The client wants to show a mobile screen for a bank account with the last 5 transactions. So the query asks for:

  • The account name — with name
  • Whether there are earlier transactions which would require a “Next Page” button — with hasNextPage
  • The dates and amounts for the recent transactions — with date and amount

Static Query Analysis

We run through the query line by line, from top to bottom, while keeping a pointer to the relevant part of the schema at all times. As we go, we keep track of counts of the GraphQL types and fields.

  • For Type Counts, we’re keeping track of how many times at most this type might be returned in the response.
  • For Field Counts, we’re keeping track of how many times at most the resolver function for this field might be called in the GraphQL execution engine.
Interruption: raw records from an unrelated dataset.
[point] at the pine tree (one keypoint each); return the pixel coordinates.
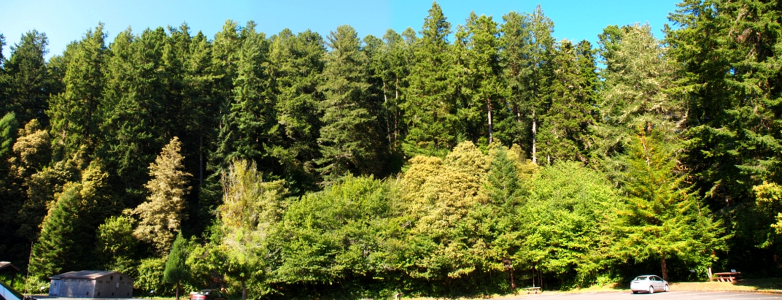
(488, 91)
(297, 63)
(176, 270)
(163, 212)
(429, 107)
(252, 119)
(729, 51)
(636, 89)
(71, 223)
(133, 121)
(349, 131)
(29, 82)
(662, 218)
(73, 112)
(56, 249)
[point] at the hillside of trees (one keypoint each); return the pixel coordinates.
(459, 159)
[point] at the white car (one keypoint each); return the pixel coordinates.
(649, 284)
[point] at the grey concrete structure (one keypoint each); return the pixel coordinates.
(91, 284)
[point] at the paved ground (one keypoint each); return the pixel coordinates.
(673, 295)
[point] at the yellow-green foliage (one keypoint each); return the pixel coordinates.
(162, 214)
(441, 195)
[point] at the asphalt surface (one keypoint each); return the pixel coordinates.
(673, 295)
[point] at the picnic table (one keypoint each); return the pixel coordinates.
(726, 276)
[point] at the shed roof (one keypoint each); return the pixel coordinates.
(86, 274)
(5, 264)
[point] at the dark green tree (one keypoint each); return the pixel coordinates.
(296, 64)
(29, 82)
(349, 133)
(563, 131)
(663, 218)
(429, 106)
(73, 113)
(176, 271)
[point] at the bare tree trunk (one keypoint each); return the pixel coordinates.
(488, 106)
(534, 138)
(664, 267)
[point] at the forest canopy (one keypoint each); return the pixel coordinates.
(456, 159)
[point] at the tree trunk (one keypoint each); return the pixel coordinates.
(244, 290)
(664, 267)
(534, 138)
(488, 106)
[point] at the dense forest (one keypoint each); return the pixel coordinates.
(454, 160)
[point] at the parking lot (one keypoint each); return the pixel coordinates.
(674, 295)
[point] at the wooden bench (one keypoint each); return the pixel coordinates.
(724, 276)
(532, 289)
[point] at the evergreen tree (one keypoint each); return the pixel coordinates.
(70, 225)
(662, 218)
(564, 133)
(57, 247)
(297, 63)
(249, 212)
(176, 271)
(133, 123)
(729, 51)
(163, 212)
(515, 36)
(251, 128)
(73, 112)
(488, 91)
(29, 81)
(429, 107)
(349, 131)
(636, 89)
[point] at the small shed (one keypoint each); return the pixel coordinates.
(91, 284)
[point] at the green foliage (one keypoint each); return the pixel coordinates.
(429, 107)
(162, 214)
(468, 214)
(638, 79)
(249, 212)
(73, 112)
(663, 218)
(334, 236)
(444, 241)
(563, 132)
(567, 223)
(176, 270)
(150, 277)
(29, 82)
(349, 131)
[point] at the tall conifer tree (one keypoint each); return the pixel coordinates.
(349, 131)
(430, 107)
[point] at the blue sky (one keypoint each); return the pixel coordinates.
(66, 21)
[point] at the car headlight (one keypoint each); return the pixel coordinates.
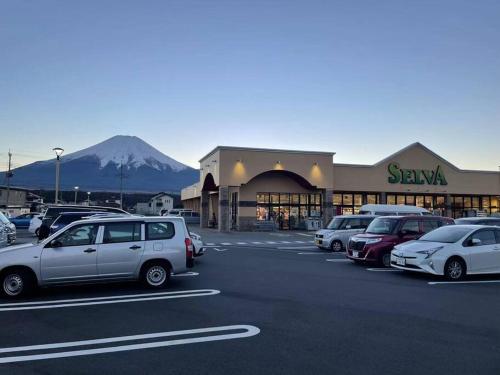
(430, 252)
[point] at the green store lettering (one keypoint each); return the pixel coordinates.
(415, 176)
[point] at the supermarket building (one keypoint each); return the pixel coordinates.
(245, 188)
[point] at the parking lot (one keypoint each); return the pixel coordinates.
(260, 303)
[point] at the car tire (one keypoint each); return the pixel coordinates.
(336, 246)
(385, 260)
(16, 283)
(155, 275)
(455, 269)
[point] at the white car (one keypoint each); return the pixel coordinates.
(198, 248)
(103, 249)
(453, 251)
(35, 223)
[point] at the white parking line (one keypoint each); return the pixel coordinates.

We start with the first line:

query fetchPage {

With the keyword query in the input, we look in the schema for the ‘query root operation type’:

schema {
  query: Query
  mutation: Mutation
}

… and from there we find the Query type:

type Query {
   ...
}

At this point, we can add 1 to our Query count:

Static Query Analysis Timestep 1

The next line in the query has an account:

  account(id: "ab1035") {

This corresponds to the Query.account field in our schema:

type Query {
  ...
  account (id: ID!): Account
  ...
}

When this field is encountered in the GraphQL execution engine, it would run the Query.account resolver function, so we add 1 to our field count for Query.account. When the GraphQL execution engine runs that resolver function, it would return either null or an object of type Account, so we increment our type count for Account.

Static Query Analysis Timestep 2

The next line in the query has a name:

    name

This corresponds to the ‘Account.name’ field in our schema:

type Account {
  ...
  name: String
  ...
}

Since name is of type String, which is a simple scalar type, we skip it in our analysis. By default we’ll assume that any scalar value is just a quick lookup within the object already retrieved by the resolver function that returned the enclosing type. For example, one resolver will often retrieve a database record as a JSON object, and then sub-fields will merely retrieve sub-values from that JSON object, which doesn’t even have to query the database again. If so, then the execution engine can handle this lookup quickly, and it’s not worth counting.

Note that this is configurable, since you might have a scalar type that is expensive to compute, such as:

type LifeTheUniverseAndEverything {
    question: String!
    answer: Int!
}

In our case, name is simple to pull from the account record, so we stick with the default, which means that our analysis does not update any type or field counts:

Static Query Analysis Timestep 3

The next line in the query asks for a list of transactions:

    transactions(last: 5) {

This corresponds to the Account.transactions field in our schema:

type Account {
  ...
  transactions (
    first: Int, last: Int,
    after: ID, before: ID): TransactionConnection
    @listSize(slicingArguments: ["first", "last"]
              sizedFields: ["edges"])
  ...
}

Part of this looks familiar: When this field is encountered by the GraphQL execution engine, we expect it to run the Account.transactions resolver function, so we add 1 to our field count for Account.transactions. That resolver function returns either null or an object of type TransactionConnection, so we also increment our type count for TransactionConnection.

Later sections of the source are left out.